Slomiansky explained that "the revoking of the license also necessarily bring about the stripping of rights according to the National Insurance Law such as welfare and the like, because there it doesn't make sense for the State to support them."
The second bill was proposed by MK Yuli Edelstein (Likud). It determines that the interior minister will receive permission to revoke citizenship from anyone who committed a terrorist act against the Israeli people, or was involved in a terror organization.
Scene of Wednesday's attack. (Photo: Reuters)
Edelstein explained his bill, stating: "During the past few years there has been a steady increase in cases in which Israeli citizens were involved in terror attacks and attempts at attacks against citizens and residents of this country.

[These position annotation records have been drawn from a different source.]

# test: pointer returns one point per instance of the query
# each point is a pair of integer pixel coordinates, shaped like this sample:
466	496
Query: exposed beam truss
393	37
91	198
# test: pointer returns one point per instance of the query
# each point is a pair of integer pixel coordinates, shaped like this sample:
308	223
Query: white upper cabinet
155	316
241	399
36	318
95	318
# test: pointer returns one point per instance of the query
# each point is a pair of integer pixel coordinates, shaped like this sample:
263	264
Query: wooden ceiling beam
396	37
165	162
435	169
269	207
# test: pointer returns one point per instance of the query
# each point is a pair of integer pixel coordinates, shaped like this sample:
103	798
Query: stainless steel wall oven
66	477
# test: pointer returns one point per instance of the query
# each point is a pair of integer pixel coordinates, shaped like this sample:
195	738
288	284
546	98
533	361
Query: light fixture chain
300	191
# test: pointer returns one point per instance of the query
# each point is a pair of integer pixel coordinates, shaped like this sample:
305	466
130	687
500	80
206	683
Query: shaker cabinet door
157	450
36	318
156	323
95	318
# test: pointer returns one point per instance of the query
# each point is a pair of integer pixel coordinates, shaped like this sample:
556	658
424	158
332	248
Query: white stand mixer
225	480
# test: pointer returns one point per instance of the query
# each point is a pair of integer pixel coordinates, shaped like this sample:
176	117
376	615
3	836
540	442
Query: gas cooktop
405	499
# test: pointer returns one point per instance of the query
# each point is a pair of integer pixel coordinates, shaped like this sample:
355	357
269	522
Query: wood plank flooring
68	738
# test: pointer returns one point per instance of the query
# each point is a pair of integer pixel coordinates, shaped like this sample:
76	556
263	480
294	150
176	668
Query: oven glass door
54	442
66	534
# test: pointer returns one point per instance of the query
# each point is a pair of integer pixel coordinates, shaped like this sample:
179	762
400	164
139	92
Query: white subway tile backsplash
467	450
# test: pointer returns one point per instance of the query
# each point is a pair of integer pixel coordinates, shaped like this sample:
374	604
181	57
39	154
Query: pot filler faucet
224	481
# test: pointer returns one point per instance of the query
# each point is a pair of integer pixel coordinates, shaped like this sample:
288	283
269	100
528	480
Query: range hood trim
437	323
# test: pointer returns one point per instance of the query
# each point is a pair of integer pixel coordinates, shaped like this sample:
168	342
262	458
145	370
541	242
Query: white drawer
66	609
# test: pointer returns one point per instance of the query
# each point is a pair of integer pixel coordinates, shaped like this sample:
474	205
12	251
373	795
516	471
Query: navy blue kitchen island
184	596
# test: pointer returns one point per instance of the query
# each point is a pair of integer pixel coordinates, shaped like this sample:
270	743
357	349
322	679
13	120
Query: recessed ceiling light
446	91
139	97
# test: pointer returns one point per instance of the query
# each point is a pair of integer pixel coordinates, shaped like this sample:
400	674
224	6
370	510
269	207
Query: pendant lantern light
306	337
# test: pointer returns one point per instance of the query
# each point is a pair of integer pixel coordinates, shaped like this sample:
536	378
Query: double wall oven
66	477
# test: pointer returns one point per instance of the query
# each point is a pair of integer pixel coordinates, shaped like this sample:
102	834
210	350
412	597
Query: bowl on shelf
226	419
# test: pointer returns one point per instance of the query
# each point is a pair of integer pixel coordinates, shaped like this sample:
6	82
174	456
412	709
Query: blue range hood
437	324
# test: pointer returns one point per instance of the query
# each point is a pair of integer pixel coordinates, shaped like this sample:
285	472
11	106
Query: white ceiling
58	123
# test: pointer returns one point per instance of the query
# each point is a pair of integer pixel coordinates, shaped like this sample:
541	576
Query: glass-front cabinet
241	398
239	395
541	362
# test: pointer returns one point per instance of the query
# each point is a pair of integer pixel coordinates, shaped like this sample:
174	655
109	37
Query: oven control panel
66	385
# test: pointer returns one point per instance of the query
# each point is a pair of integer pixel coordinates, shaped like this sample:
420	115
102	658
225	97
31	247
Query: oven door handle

The current law does not give a proper response to the absurd repercussions of these cases and as a consequence we bear witness to cases of terrorists caught performing or attempting an attack, but they and their families continue to enjoy all of the benefits, social and otherwise, received by citizens of Israel.
"Revoking their citizenship will constitute an apt punishment for those that oppose the existence of the State, and do everything in order to harm it and its citizens." After the vote, Edelstein told Ynet that "this week the government decided to oppose the bill, but after the after the attack in which the terrorist was an Israeli citizen, the coalition granted its members the freedom to vote."